Thursday, May 8, 2014

Santorum arrives in Akron to conduct another service

I'm beginning to feel that unless I run for president, my new novel will never get published.  That occurred to me  again this week when  I read a blurb that Rick Santorum  will  be hustling his latest book in Fairlawn on Friday at an Ohio Christian Alliance luncheon. It's another stop along his campaigning book tour in Ohio.

As you may be well aware, Santorum is a multitasking Republican political preacher  who has warned that America will be destroyed by a hellish revolution if we misfits don't mend our ways.  As a professed expert in the field of salvation -  for both country and soul - Santorum has found his niche audiences wherever they turn up for a fire and brimstone  book-signing lunch.
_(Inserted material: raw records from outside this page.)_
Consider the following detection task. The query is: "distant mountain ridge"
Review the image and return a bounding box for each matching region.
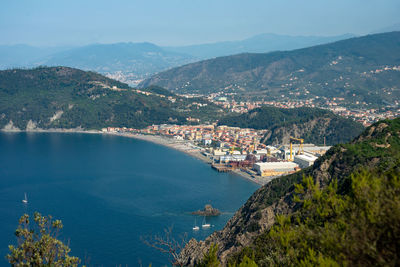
[164,33,355,59]
[0,34,356,85]
[44,43,195,77]
[139,32,400,107]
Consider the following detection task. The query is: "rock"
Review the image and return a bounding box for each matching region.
[192,204,221,216]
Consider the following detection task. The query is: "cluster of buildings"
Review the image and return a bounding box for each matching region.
[102,124,330,182]
[203,92,400,127]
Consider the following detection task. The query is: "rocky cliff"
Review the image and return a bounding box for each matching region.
[181,119,400,265]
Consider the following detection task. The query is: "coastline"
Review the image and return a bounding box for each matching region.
[0,128,269,186]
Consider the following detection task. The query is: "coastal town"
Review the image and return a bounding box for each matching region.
[102,124,330,184]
The book's pulsating title is Blue Collar Conservatives, which sort of grabs you with what has become a political cliche much like "hard-working taxpayers" .  There are countless taxpayers, however, who don't work nearly as hard as the politicians who run around the country telling them that they are working too hard to pay taxes.

But having sought the presidency in 2012, Santorum may consider Akron to be fertile ground for his sermonesque thoughts.  So convinced that the former Pennsylvania senator would carry Ohio, Atty. Gen. Mike DeWine startled some of the GOP brethren  by cold-turkey switching his loyalty  from Mitt Romney to Santorum.  DeWine has always shown an interest in  presumed God particles.

You may also recall that Summit County Republican Chairman Alex Arshinkoff apparently agreed that Santorum would be the perfect pulpiteering man at the county GOP dinner, which packed the house with Santorum believers (and dollars) , who went on to crown him with a meaningless overwhelming straw vote victory.

About the blue collars:  In my hometown I watched the coal miners trudge past our house with empty lunch  pails after a day in the nearby Standard Shaft mines. Their collars were black with coal dust. And "shaft" by the mine owners, from company houses to the company store, had a special meaning for us.

If it would help my presidential campaign, maybe  I'll stick that in the novel.